Calculating Probability of Excited State of Harmonic Oscillator

[quickclick330]

Harmonic Oscillator

9. An ideal harmonic oscillator has energy levels separated by a constant 0.05 eV. That
is, the difference between the ground state and the first excited state of this oscillator is
an energy of 0.05 eV. This single oscillator is brought into contact with a large solid
composed of an enormous number of oscillators, and characterized by a temperature of
T=150 K. What is the probability that the single oscillator will be found in its first excited
state?
1. 0.021
2. 0.055
3. 0.098
4. 0.144
5. 0.234
6. 1.000


What relationship should I even start with? Thanks for the help!

 

[uber]

This is a simple Boltzmann factor problem.

Recall that the probability of an individual energy level is:

exp(-e/(kT))/sum(exp(-ne/(kT))

where

e is the separation between energy levels
k is the Stefan-Boltzmann constant (make sure you get its units right!)
T is the absolute temperature

in this case, we can neglect all terms n > 1 as they decay rapidly to zero. Also, recal that the energy level for the ground state is 0.

That should help you complete the problem.

 

[ogb p]

I would approach this problem by first understanding the concept of thermal equilibrium and the Boltzmann distribution, which describes the probability of a system being in a particular energy state at a given temperature. In this case, the single oscillator is in contact with a large solid at a temperature of 150 K, which means that it will reach thermal equilibrium with the solid and follow the Boltzmann distribution.

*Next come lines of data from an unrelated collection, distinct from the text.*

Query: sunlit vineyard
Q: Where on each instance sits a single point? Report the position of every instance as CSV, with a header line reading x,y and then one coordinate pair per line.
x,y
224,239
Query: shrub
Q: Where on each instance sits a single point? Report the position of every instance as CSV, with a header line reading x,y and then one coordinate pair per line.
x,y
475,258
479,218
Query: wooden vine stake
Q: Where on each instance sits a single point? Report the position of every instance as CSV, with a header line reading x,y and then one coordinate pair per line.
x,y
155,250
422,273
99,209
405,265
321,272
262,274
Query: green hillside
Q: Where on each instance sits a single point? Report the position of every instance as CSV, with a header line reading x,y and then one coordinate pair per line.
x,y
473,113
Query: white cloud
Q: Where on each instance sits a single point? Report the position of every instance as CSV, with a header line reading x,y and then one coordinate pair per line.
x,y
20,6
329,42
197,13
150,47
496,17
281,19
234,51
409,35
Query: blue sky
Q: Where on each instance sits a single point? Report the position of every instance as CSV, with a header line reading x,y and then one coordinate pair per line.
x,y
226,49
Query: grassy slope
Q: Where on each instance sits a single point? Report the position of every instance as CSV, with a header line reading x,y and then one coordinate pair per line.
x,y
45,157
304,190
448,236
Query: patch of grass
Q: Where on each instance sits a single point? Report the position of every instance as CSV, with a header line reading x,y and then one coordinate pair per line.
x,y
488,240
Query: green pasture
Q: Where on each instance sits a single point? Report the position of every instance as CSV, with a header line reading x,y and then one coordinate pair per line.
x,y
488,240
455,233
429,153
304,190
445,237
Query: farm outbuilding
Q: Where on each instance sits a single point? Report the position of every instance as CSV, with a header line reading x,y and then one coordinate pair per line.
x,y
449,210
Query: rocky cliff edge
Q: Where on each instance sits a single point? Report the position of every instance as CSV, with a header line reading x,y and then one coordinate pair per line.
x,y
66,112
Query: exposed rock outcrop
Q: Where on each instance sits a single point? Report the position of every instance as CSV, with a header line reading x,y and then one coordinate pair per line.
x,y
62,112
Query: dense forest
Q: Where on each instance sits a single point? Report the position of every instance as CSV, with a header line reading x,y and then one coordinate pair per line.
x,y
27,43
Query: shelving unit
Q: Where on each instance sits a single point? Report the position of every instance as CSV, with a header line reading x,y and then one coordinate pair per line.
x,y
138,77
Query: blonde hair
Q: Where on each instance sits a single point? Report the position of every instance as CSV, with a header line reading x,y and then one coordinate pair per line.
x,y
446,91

Based on this understanding, the probability of the single oscillator being in its first excited state can be calculated using the following formula:

P(E1) = (g1/g0) * e^(-E1/kT)

where P(E1) is the probability of the oscillator being in its first excited state, g1 is the degeneracy (number of energy states) of the first excited state, g0 is the degeneracy of the ground state, E1 is the energy difference between the first excited state and the ground state, k is the Boltzmann constant, and T is the temperature.

In this case, g1 = 1 (since there is only one energy state at the first excited state), g0 = 1 (since there is only one energy state at the ground state), E1 = 0.05 eV, k = 8.617 x 10^-5 eV/K, and T = 150 K.

Plugging these values into the formula, we get:

P(E1) = (1/1) * e^(-0.05/8.617 x 10^-5 * 150)

= 0.021

Therefore, the probability of the single oscillator being in its first excited state is 0.021 or approximately 2.1%.

It is important to note that this calculation assumes that the oscillator is in thermal equilibrium with the solid and follows the Boltzmann distribution. Additionally, this calculation only considers the single oscillator and does not take into account any interactions or effects from the surrounding oscillators in the solid.